For Russia, 2017 marked a return to economic growth after oil price fluctuations and geopolitical tensions, thanks in part to a landmark deal between Moscow and OPEC that cuts oil production through to the end of 2018.
By driving Brent futures to their highest level in more than two years and pushing oil inventories towards their five-year averages, Russia and its fellow oil producers have secured higher baseline prices.
Critically, Moscow now enjoys a window of stability – which should now be used to recalibrate domestic markets and further reforms. By diversifying the economy and reducing dependence on energy revenues, Russian economic planners should look to inoculate the country against a repeat of recent economic woes.
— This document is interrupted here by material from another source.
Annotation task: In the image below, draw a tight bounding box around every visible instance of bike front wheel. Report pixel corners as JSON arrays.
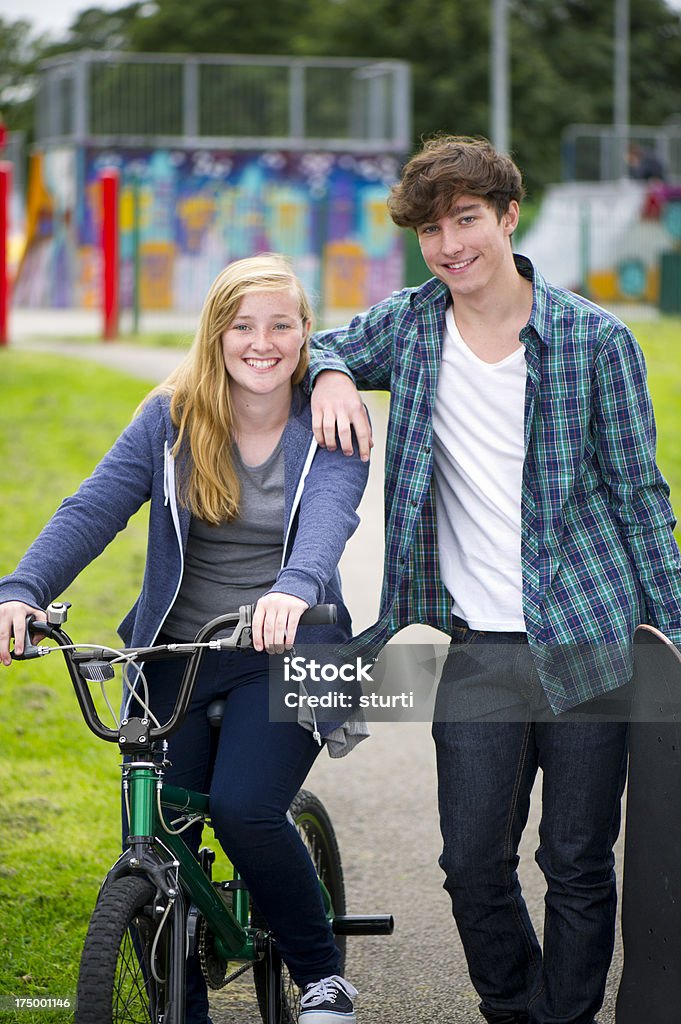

They clearly know this break from the roller coaster can’t be taken for granted. Growth slowed more than forecast in the third quarter of 2017, and central bank Governor Elvira Nabiullina has warned even $100 a barrel oil prices can’t push medium-term growth past 2 percent without an overhaul of the economy.
Former finance minister Alexei Kudrin has consistently highlighted structural drags on the economy, stemming from both the bureaucracy and the judiciary; Kudrin has put forward recommendations that reformers should take into account if Russia’s economy is to avert stagnation.
At least one of Russia’s key counterparts in the production cut deal has already recognized the urgency of diversifying its own economy.
Saudi Arabia, which saw its budget deficit balloon to 15 percent of GDP and its reserves drained during the oil crash, has begun enacting sweeping reforms within the framework of an ambitious Vision 2030 plan. The Saudis, led by Crown Prince Mohammad bin Salman, have spent the past two years enacting major reforms to shift the Saudi economy away from its reliance on petrodollars.
That programme holds many lessons that Russia could take to heart. A major component of Vision 2030 involves using the expected proceeds of a sale of 5 percent of “crown jewel” and state-owned oil company Aramco to inject capital into Saudi Arabia’s own sovereign wealth fund.
The new capital is largely destined for the tech sector, via partnerships with SoftBank and investments in companies like Uber. One of the key goals of Vision 2030 is sending a message Russia also wants to get across to foreign investors and partners – namely, that “the kingdom is open for business.”
To deliver that message, Bin Salman himself is actively undertaking commercial diplomacy with high-profile upcoming visits to Western partners in London and Paris.
His government is simultaneously taking a number of steps to increase investor confidence. The most prominent include breaking down restrictions on female participation in economic life, streamlining customs and visa requirements, and opening up its stock market to outside investment.
Similar business-minded reforms would be well received in Russia. Unlike oil prices and Western sanctions, the Russian government has a great deal of control over many of foreign investors’ most frequent demands – policy stability, a simplified, less bureaucratic business environment and the rule of law.
The Russian banking sector, for one, has already started taking important steps towards reform. Over the last four years, more than 350 highly-indebted “zombie” banks have been removed from the market, while Otkritie, a high-profile lender set up by four billionaires, was bailed out by the state after it went belly up in September.
While sceptics point out that the “clean-up” has increased state influence over the banking sector, it has also removed important risks from the market. Many of the shuttered financial institutions did not respect anti-corruption safeguards and primarily served the interests of wealthy individuals who created private banks to enrich themselves and bankroll their own businesses.
Even those banks not implicated in money laundering often pursued bad business strategies, leaving themselves open to crumbling at the slightest macroeconomic shock.
The restructuring of the banking sector is just one of many initiatives that can promote greater transparency in the Russian economy. Among Russia’s top companies, a Transparency International report released in the past few weeks has found a few standout examples of good governance.
Perhaps the most prominent is Sberbank in the financial sector, which tied food distributor Magnit for first place and has become a poster child for successful renewal under CEO and former trade minister Herman Gref. The Sberbank chief also happens to be a key liberal voice advocating for the types of economic reforms proposed by finance minister Alexei Kudrin.
In stark contrast, Transparency also found quite a few cases of lagging standards and lack of safeguards.
The group’s primary criteria included whether the companies provided publicly available information on anti-corruption measures, whether they were transparent in terms of their holdings, and whether they divulged key financial data in on a “country-by-country basis.” The group gave low scores to 84 percent of Russia’s top 200 companies, with the median score only coming out to 2.6 out of 10.
With growing calls for diversification away from oil and gas, Russia’s investment climate should increasingly shift in a direction that helps bring back foreign direct investment from potential partners in Europe.
To speed that process along, the government should move to tackle overarching issues in the judiciary and public procurement while encouraging the private sector as a whole to implement international standards.
Moscow, like Riyadh, knows it’s time to lay the foundations of a post-oil future while the energy markets give it room to work.
Christopher Stakhovsky is an independent European energy policy consultant based in Paris.